Le «decashing» est un besoin fondamental pour la Tunisie qui souhaite, depuis longtemps, trouver une solution radicale au commerce parallèle. Pour y faire face, la mise en place d’un processus de réduction de l’argent liquide, dit également «cashless», demeure indispensable. En revanche, même si la Tunisie se positionne première en Afrique et 43e dans le monde sur 200 pays en matière de rénovation, d’informatique et de télécommunications, les problèmes que confronte le citoyen au quotidien pour payer en ligne ou par TPE sont multiples. Les bugs et les problèmes de réseau sont multiples quand le système existe déjà ! Les choses se compliquent davantage lorsqu’il s’agit de zones intérieures.
Depuis 2019, Marouane Abassi, ex-gouverneur de la BCT, avait annoncé dans une déclaration, en marge des journées de l’entreprise à Sousse, que le «decashing», devrait démarrer en juin 2019. Il s’agit, selon lui, d’un système permettant de limiter la circulation du cash dans le pays et de barrer la route à l’économie informelle. Il a également fait savoir que la banque avait entamé, depuis 2017, le travail sur ce projet. Une commission de «decashing» a été mise en place pour développer une plateforme de paiement. Mais pourquoi ce projet prend-il toujours du retard ?

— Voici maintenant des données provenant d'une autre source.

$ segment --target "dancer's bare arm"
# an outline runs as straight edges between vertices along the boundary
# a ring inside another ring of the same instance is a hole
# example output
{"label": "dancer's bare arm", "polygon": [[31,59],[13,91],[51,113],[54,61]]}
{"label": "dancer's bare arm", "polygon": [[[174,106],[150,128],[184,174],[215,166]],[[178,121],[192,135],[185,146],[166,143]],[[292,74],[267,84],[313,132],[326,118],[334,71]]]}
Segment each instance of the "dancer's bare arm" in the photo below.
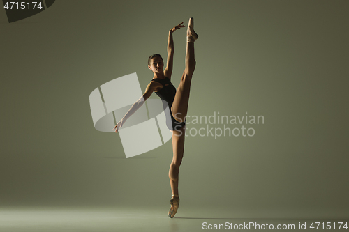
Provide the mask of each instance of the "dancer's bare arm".
{"label": "dancer's bare arm", "polygon": [[182,25],[183,22],[173,27],[168,31],[168,63],[166,65],[166,68],[163,72],[165,77],[171,79],[171,75],[172,74],[173,68],[173,54],[174,52],[174,46],[173,44],[173,36],[172,33],[177,29],[180,29],[181,27],[185,27],[186,26]]}
{"label": "dancer's bare arm", "polygon": [[117,123],[115,127],[112,129],[112,130],[115,130],[115,132],[117,133],[119,128],[121,127],[124,123],[126,121],[127,118],[128,118],[132,114],[133,114],[142,105],[143,103],[148,99],[153,93],[154,91],[158,90],[158,88],[161,86],[161,84],[156,82],[151,82],[147,88],[145,89],[144,93],[140,98],[130,108],[128,111],[125,114],[125,116],[120,120],[119,123]]}

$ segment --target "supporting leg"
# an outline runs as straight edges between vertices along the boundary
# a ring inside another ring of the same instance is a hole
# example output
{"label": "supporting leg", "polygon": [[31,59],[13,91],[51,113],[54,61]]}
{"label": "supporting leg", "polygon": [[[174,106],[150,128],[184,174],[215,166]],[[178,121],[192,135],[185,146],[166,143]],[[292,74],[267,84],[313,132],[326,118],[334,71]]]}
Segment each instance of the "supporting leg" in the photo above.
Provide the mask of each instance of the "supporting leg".
{"label": "supporting leg", "polygon": [[172,135],[173,158],[170,165],[168,177],[172,191],[172,198],[170,201],[171,208],[168,211],[168,216],[173,217],[177,213],[179,206],[179,196],[178,192],[178,181],[179,166],[181,165],[184,152],[185,128],[179,131],[174,131]]}

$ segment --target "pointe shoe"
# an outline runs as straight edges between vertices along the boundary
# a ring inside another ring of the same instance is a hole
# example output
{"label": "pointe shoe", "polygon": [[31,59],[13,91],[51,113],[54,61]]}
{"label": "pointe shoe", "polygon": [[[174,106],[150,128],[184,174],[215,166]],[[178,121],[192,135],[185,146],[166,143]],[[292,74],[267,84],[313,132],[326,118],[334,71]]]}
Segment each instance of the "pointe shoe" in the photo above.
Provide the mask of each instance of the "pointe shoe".
{"label": "pointe shoe", "polygon": [[191,17],[186,29],[186,42],[194,42],[198,38],[199,38],[199,36],[194,31],[194,18]]}
{"label": "pointe shoe", "polygon": [[172,196],[170,200],[170,203],[171,204],[171,208],[168,211],[168,217],[172,218],[178,210],[178,207],[179,206],[179,197]]}

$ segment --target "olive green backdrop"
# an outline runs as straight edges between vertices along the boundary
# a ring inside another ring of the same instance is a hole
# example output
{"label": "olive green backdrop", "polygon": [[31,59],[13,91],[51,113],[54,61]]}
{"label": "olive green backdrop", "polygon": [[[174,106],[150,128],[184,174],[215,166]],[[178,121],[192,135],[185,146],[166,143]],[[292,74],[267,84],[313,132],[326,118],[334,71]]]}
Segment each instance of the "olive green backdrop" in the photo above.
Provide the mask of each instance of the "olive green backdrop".
{"label": "olive green backdrop", "polygon": [[[133,72],[144,91],[148,56],[166,57],[168,30],[193,17],[188,114],[265,120],[228,125],[253,137],[186,138],[182,208],[348,217],[348,10],[347,1],[56,1],[10,24],[0,10],[0,206],[167,210],[171,142],[126,159],[119,134],[94,127],[89,96]],[[177,86],[185,29],[174,41]]]}

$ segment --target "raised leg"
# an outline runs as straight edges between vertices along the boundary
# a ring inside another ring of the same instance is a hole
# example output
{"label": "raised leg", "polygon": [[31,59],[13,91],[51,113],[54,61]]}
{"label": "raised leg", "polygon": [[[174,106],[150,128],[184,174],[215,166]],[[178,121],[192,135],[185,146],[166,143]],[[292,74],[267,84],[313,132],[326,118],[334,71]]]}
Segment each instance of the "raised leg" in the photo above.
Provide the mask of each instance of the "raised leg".
{"label": "raised leg", "polygon": [[186,68],[181,76],[181,82],[177,88],[174,100],[171,108],[173,116],[179,122],[182,122],[186,117],[189,95],[191,91],[191,79],[196,65],[194,53],[194,41],[198,35],[193,29],[193,19],[189,20],[187,30],[187,42],[186,50]]}

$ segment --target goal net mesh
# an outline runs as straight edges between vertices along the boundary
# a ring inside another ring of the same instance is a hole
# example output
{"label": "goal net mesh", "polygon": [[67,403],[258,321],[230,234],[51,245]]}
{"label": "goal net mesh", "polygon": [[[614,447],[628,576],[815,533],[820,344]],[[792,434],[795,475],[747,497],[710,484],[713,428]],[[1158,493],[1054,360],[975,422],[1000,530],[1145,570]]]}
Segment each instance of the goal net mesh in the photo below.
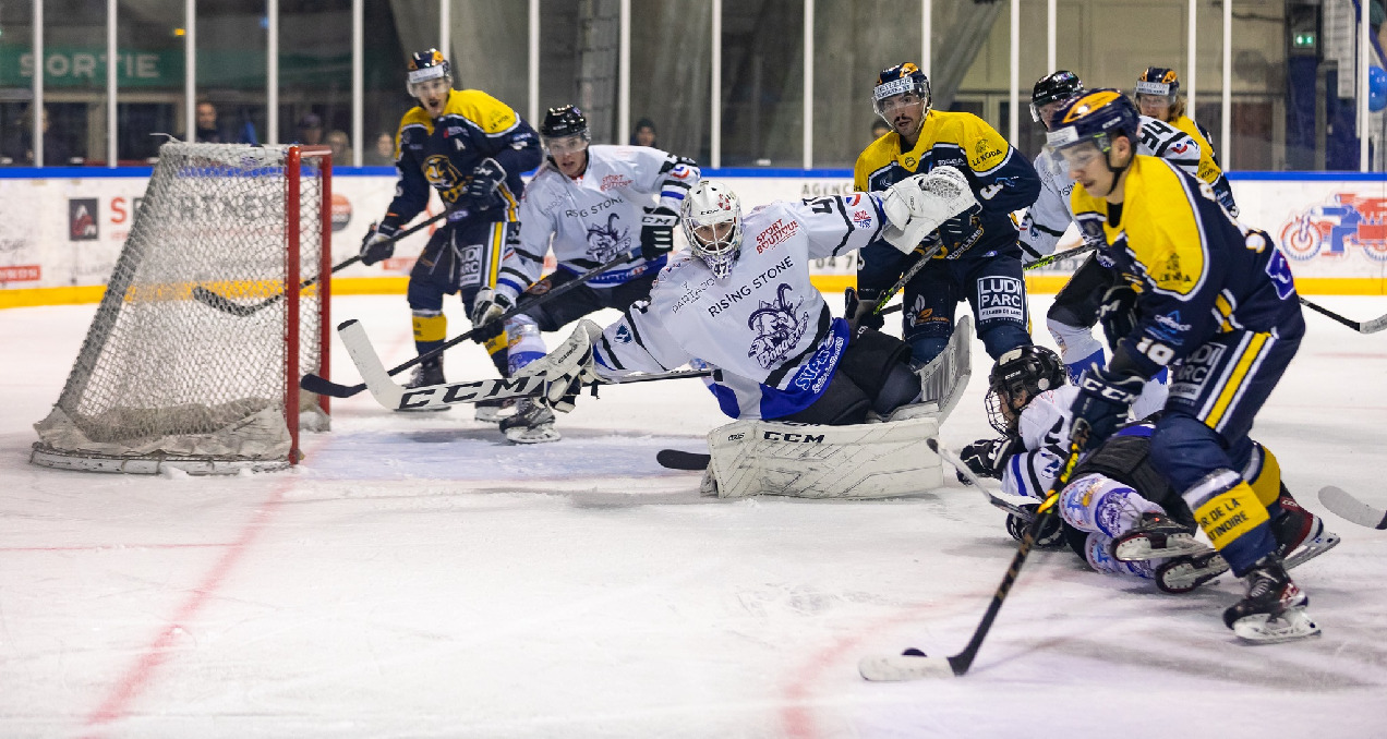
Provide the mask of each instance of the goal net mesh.
{"label": "goal net mesh", "polygon": [[301,392],[298,408],[284,408],[286,383],[297,383],[286,351],[298,352],[300,373],[316,372],[322,351],[316,284],[288,315],[288,229],[300,233],[300,280],[319,276],[323,248],[320,162],[304,157],[300,218],[288,223],[287,151],[160,148],[62,395],[36,424],[36,451],[287,463],[286,417],[312,413],[318,397]]}

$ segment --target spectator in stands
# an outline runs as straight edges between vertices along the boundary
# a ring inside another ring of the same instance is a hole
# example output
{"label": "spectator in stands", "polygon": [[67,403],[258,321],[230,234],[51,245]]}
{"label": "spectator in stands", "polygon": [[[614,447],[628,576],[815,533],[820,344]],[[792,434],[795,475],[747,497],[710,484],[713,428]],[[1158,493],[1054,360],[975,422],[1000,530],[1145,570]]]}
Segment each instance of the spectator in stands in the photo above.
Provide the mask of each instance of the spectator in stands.
{"label": "spectator in stands", "polygon": [[388,130],[376,134],[376,147],[366,153],[369,166],[394,166],[395,164],[395,136]]}
{"label": "spectator in stands", "polygon": [[197,104],[197,136],[194,141],[225,144],[232,136],[222,130],[216,121],[216,105],[203,100]]}
{"label": "spectator in stands", "polygon": [[298,119],[298,143],[318,146],[323,143],[323,119],[315,112]]}
{"label": "spectator in stands", "polygon": [[655,143],[655,121],[642,118],[635,122],[635,130],[631,132],[631,146],[657,146]]}
{"label": "spectator in stands", "polygon": [[327,148],[333,150],[333,166],[352,166],[351,137],[345,130],[333,129],[327,132]]}

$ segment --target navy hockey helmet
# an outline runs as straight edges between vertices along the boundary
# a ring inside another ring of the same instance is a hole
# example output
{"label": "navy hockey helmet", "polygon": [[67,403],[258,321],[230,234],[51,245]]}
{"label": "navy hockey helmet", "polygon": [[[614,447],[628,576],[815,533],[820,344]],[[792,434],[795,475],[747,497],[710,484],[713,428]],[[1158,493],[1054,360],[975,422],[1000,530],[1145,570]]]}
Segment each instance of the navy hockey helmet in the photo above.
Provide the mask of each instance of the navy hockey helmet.
{"label": "navy hockey helmet", "polygon": [[997,358],[988,374],[988,423],[999,434],[1015,434],[1021,409],[1036,395],[1068,380],[1060,355],[1044,347],[1017,347]]}
{"label": "navy hockey helmet", "polygon": [[1046,134],[1046,148],[1061,151],[1080,143],[1092,141],[1099,151],[1107,154],[1112,148],[1112,137],[1126,136],[1136,144],[1142,128],[1142,115],[1136,105],[1121,90],[1099,87],[1060,105],[1050,116],[1050,133]]}
{"label": "navy hockey helmet", "polygon": [[1082,92],[1083,80],[1068,69],[1060,69],[1040,78],[1031,89],[1031,119],[1036,123],[1049,123],[1040,116],[1042,108],[1053,103],[1064,103]]}
{"label": "navy hockey helmet", "polygon": [[929,105],[933,103],[929,93],[929,78],[908,61],[888,67],[877,75],[877,86],[871,92],[872,110],[877,111],[877,115],[885,118],[882,111],[885,110],[884,104],[886,98],[906,93],[913,93],[924,100],[925,111],[929,111]]}
{"label": "navy hockey helmet", "polygon": [[427,90],[427,82],[434,79],[445,80],[445,85],[452,86],[452,67],[448,60],[442,57],[442,51],[437,49],[424,49],[423,51],[416,51],[409,57],[409,75],[405,87],[409,94],[419,97],[420,93]]}
{"label": "navy hockey helmet", "polygon": [[1175,103],[1175,96],[1180,94],[1180,76],[1166,67],[1147,67],[1136,78],[1136,94],[1164,96]]}

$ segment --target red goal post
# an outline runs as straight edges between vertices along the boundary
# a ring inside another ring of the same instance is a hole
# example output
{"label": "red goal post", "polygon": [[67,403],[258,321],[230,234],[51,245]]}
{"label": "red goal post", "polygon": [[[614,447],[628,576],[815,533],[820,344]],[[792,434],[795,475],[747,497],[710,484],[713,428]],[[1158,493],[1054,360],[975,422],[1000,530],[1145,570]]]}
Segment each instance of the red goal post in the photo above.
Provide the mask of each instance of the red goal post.
{"label": "red goal post", "polygon": [[331,153],[171,141],[53,412],[36,464],[275,470],[326,430]]}

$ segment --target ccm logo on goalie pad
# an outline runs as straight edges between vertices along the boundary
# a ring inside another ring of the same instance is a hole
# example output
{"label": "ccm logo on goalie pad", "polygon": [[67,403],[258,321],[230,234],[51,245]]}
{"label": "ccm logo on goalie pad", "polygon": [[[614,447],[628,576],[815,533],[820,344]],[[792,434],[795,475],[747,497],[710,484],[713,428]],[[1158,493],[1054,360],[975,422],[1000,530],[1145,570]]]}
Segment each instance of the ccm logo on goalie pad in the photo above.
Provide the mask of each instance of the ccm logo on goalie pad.
{"label": "ccm logo on goalie pad", "polygon": [[822,444],[824,434],[791,434],[788,431],[761,431],[761,438],[766,441],[792,441],[800,444]]}

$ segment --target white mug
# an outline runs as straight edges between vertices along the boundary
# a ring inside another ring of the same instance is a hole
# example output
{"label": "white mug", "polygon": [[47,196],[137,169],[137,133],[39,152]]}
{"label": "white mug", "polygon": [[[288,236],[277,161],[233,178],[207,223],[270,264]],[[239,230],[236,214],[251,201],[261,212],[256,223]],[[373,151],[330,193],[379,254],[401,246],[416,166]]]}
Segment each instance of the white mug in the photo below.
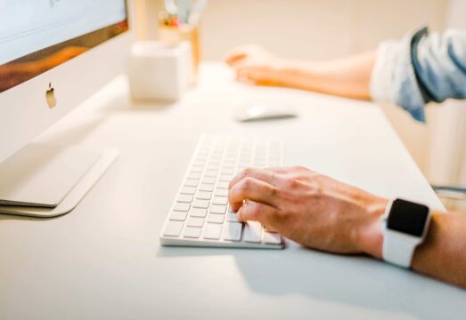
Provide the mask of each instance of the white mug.
{"label": "white mug", "polygon": [[178,100],[188,86],[190,72],[189,43],[143,41],[131,48],[128,79],[135,100]]}

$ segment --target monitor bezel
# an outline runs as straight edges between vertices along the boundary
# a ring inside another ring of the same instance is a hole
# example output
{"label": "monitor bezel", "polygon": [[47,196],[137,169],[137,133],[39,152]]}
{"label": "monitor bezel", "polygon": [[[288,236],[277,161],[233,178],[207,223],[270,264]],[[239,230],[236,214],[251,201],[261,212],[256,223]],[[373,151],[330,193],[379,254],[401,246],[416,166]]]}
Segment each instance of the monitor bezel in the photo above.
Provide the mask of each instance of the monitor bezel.
{"label": "monitor bezel", "polygon": [[[0,92],[0,165],[26,144],[40,142],[42,133],[53,124],[127,71],[129,47],[135,36],[134,1],[126,3],[127,31]],[[50,84],[57,99],[53,108],[49,108],[46,97]],[[61,139],[57,138],[60,143]]]}
{"label": "monitor bezel", "polygon": [[[105,26],[103,28],[101,28],[99,29],[86,33],[84,35],[68,39],[66,41],[55,44],[53,45],[37,50],[36,52],[30,52],[29,54],[26,54],[22,57],[14,59],[11,61],[8,61],[6,63],[0,64],[0,67],[12,67],[15,66],[20,66],[21,64],[29,64],[29,63],[35,63],[39,61],[45,61],[47,58],[53,57],[55,53],[59,52],[60,51],[66,49],[66,48],[72,48],[72,47],[82,47],[86,48],[86,50],[91,50],[93,48],[95,48],[99,44],[102,44],[105,43],[106,41],[110,40],[111,38],[118,36],[125,32],[128,31],[129,25],[128,25],[128,6],[127,2],[124,1],[125,3],[125,16],[126,19]],[[30,79],[47,72],[50,69],[53,69],[53,68],[56,68],[60,66],[61,64],[66,63],[68,60],[74,59],[78,56],[79,56],[81,53],[78,54],[77,56],[70,58],[67,60],[63,60],[60,62],[59,64],[53,65],[53,66],[46,66],[43,68],[41,68],[40,71],[30,73],[27,75],[26,76],[23,75],[21,79],[18,80],[12,80],[12,84],[9,85],[6,88],[2,88],[0,86],[0,93],[4,92],[5,91],[8,91],[12,88],[14,88],[17,85],[20,85],[21,84],[24,84],[25,82],[29,81]],[[1,77],[0,77],[1,78]]]}

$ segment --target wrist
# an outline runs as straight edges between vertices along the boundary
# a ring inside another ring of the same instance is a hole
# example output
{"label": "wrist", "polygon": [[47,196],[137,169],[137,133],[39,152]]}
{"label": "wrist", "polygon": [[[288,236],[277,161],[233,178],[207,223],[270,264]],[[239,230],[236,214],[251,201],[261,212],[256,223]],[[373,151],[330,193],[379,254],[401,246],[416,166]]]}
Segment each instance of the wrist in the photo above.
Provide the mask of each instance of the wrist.
{"label": "wrist", "polygon": [[374,258],[382,258],[383,235],[380,217],[384,214],[388,200],[377,198],[366,205],[366,220],[360,229],[359,248],[364,253]]}

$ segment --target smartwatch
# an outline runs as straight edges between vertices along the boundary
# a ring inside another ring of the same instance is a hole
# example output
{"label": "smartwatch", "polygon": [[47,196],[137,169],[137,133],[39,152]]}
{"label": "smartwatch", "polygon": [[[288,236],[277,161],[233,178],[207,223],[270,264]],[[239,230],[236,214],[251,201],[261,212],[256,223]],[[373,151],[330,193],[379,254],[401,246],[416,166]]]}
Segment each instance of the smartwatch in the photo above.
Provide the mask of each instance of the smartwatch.
{"label": "smartwatch", "polygon": [[388,202],[382,216],[383,260],[410,268],[414,250],[426,237],[430,217],[426,205],[402,199]]}

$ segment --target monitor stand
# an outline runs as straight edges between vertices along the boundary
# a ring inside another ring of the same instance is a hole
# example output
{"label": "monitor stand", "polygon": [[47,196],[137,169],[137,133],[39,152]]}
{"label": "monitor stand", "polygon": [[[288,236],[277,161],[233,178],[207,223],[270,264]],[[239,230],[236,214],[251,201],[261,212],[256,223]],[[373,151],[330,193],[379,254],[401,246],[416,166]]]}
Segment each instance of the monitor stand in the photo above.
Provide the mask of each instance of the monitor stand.
{"label": "monitor stand", "polygon": [[25,147],[0,164],[0,213],[56,217],[69,212],[118,154],[114,149]]}

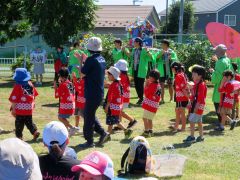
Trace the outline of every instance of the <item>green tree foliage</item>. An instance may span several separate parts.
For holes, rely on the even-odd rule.
[[[0,44],[23,37],[31,26],[24,20],[23,1],[1,0],[0,3]]]
[[[36,34],[51,47],[68,42],[79,31],[94,27],[96,5],[93,0],[24,0],[26,16]]]
[[[167,24],[168,34],[177,34],[179,26],[180,1],[176,1],[170,6]],[[196,18],[194,17],[194,8],[191,2],[184,3],[183,33],[193,31]],[[162,27],[162,33],[166,33],[166,24]]]

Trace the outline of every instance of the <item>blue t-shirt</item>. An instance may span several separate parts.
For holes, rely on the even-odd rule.
[[[84,96],[87,101],[100,101],[104,96],[104,76],[106,61],[101,54],[94,54],[86,59],[81,70],[85,77]]]

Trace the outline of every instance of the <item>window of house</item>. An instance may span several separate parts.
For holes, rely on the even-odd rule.
[[[33,43],[39,43],[39,35],[32,36],[32,42]]]
[[[236,15],[225,15],[224,24],[228,26],[236,26]]]

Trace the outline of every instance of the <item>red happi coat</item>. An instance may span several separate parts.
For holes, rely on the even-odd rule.
[[[9,101],[16,104],[16,115],[32,115],[36,96],[38,96],[38,92],[30,81],[27,86],[20,84],[14,85]]]
[[[174,90],[176,102],[188,101],[188,97],[184,95],[183,90],[187,89],[187,79],[184,73],[175,74]]]
[[[72,115],[75,111],[75,91],[73,84],[66,80],[55,90],[55,98],[59,98],[59,114]]]
[[[197,96],[196,96],[196,93],[197,93]],[[196,102],[196,105],[197,105],[197,106],[195,105],[195,107],[197,108],[196,109],[197,111],[195,111],[196,114],[199,114],[199,115],[203,114],[205,104],[206,104],[206,97],[207,97],[207,86],[205,82],[200,81],[198,84],[194,82],[190,100],[191,100],[191,105],[194,104],[194,101]]]
[[[234,86],[231,81],[226,82],[218,91],[221,93],[220,107],[233,108],[234,104]]]
[[[110,103],[111,115],[120,115],[123,107],[122,86],[119,81],[114,81],[108,88],[107,101]]]
[[[123,87],[123,103],[130,102],[130,81],[127,74],[121,73],[120,74],[120,82]]]
[[[84,97],[84,78],[74,82],[74,87],[76,91],[75,103],[76,108],[84,109],[86,99]]]
[[[150,83],[144,88],[142,108],[156,113],[161,100],[161,86],[159,83]]]

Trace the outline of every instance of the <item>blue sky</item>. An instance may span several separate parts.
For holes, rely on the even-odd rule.
[[[143,2],[137,2],[138,5],[154,5],[157,12],[160,12],[166,8],[166,0],[142,0]],[[172,0],[168,0],[169,4]],[[98,0],[100,5],[132,5],[133,0]]]

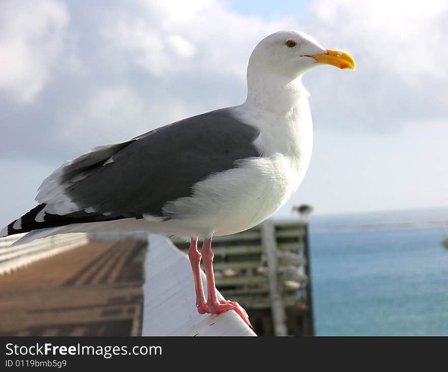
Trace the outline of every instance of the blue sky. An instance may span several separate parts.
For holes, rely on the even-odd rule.
[[[448,206],[448,5],[403,4],[2,2],[0,225],[66,160],[241,103],[252,49],[287,29],[357,69],[303,77],[313,155],[278,215],[301,203],[320,214]]]

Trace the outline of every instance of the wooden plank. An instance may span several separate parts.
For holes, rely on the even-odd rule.
[[[277,243],[277,249],[282,251],[302,251],[305,248],[302,242],[293,242],[288,243]]]
[[[188,249],[181,250],[187,253]],[[227,247],[216,247],[213,248],[215,256],[220,255],[242,255],[261,253],[261,247],[260,246],[228,246]]]
[[[291,229],[276,231],[275,236],[277,239],[284,237],[302,237],[306,233],[306,231],[303,229]]]
[[[274,324],[274,334],[275,336],[287,336],[286,314],[285,312],[283,302],[280,291],[281,287],[277,282],[277,242],[275,239],[275,229],[272,221],[266,220],[261,224],[261,245],[263,252],[267,257],[269,271],[269,298]]]
[[[266,284],[268,282],[268,278],[265,276],[233,276],[215,278],[215,282],[217,286],[254,285]]]
[[[150,235],[148,243],[143,336],[256,335],[235,311],[199,314],[188,257],[164,236]],[[201,274],[205,289],[205,275]],[[223,299],[219,292],[216,295]]]

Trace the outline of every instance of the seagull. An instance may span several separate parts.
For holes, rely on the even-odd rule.
[[[297,211],[299,214],[302,216],[305,219],[311,214],[314,208],[311,205],[306,204],[300,204],[300,205],[294,205],[291,209],[291,213],[294,213]]]
[[[43,181],[38,205],[1,236],[28,233],[16,244],[89,231],[185,237],[198,311],[234,310],[250,326],[239,304],[217,299],[212,238],[259,224],[297,189],[313,146],[309,93],[301,77],[322,64],[355,69],[348,54],[325,49],[303,32],[272,34],[250,57],[244,103],[100,146],[67,162]]]

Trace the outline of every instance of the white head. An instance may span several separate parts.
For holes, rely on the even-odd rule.
[[[278,31],[263,39],[252,52],[247,82],[250,85],[255,79],[285,85],[323,63],[340,68],[355,68],[354,61],[349,55],[326,49],[304,33]]]

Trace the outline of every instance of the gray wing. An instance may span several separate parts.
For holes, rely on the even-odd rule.
[[[261,156],[254,145],[259,135],[223,109],[100,146],[46,179],[36,197],[40,204],[22,217],[20,229],[11,223],[8,233],[144,214],[163,217],[163,205],[191,196],[195,183]]]

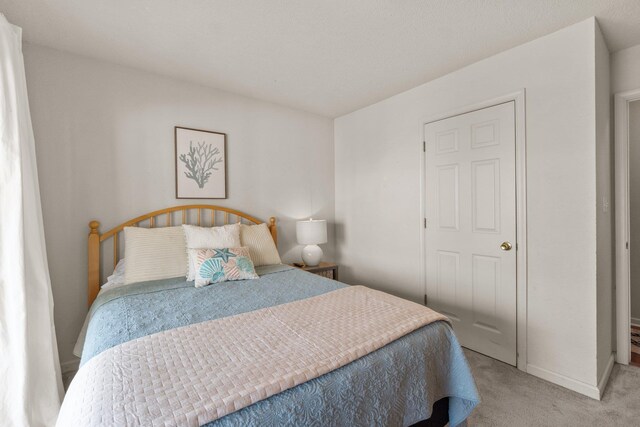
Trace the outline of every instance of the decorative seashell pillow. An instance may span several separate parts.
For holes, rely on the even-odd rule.
[[[195,251],[196,288],[230,280],[258,278],[248,248]]]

Il faut des solutions concrètes et pratiques
En décembre dernier, l’Institut arabe des chefs d’entreprise avait publié l’analyse entreprise par Anis Wahabi sur «les solutions pour la mise en place du «decashing»: une analyse des causes racines des blocages des réformes fiscales».
Cette analyse stipule que «depuis l’annonce de la réforme fiscale en 2014, une série de mesures légales ont été prises dans un objectif d’améliorer le rendement fiscal, mais aussi de concrétiser un principe constitutionnel qui est l’égalité devant l’impôt». Toutefois, nombreuses sont les mesures qui peinent à être appliquées malgré les diverses annonces faites par les responsables gouvernementaux portant sur une volonté claire de combattre le marché parallèle et la fraude fiscale à travers le «decasching». Ainsi, ce travail explore les raisons qui sont derrière ce phénomène de procrastination réglementaire. La recherche des causes, racines de ce problème, permet de présenter des solutions concrètes et pratiques pouvant aider à la mise en place effective des mesures tant attendues.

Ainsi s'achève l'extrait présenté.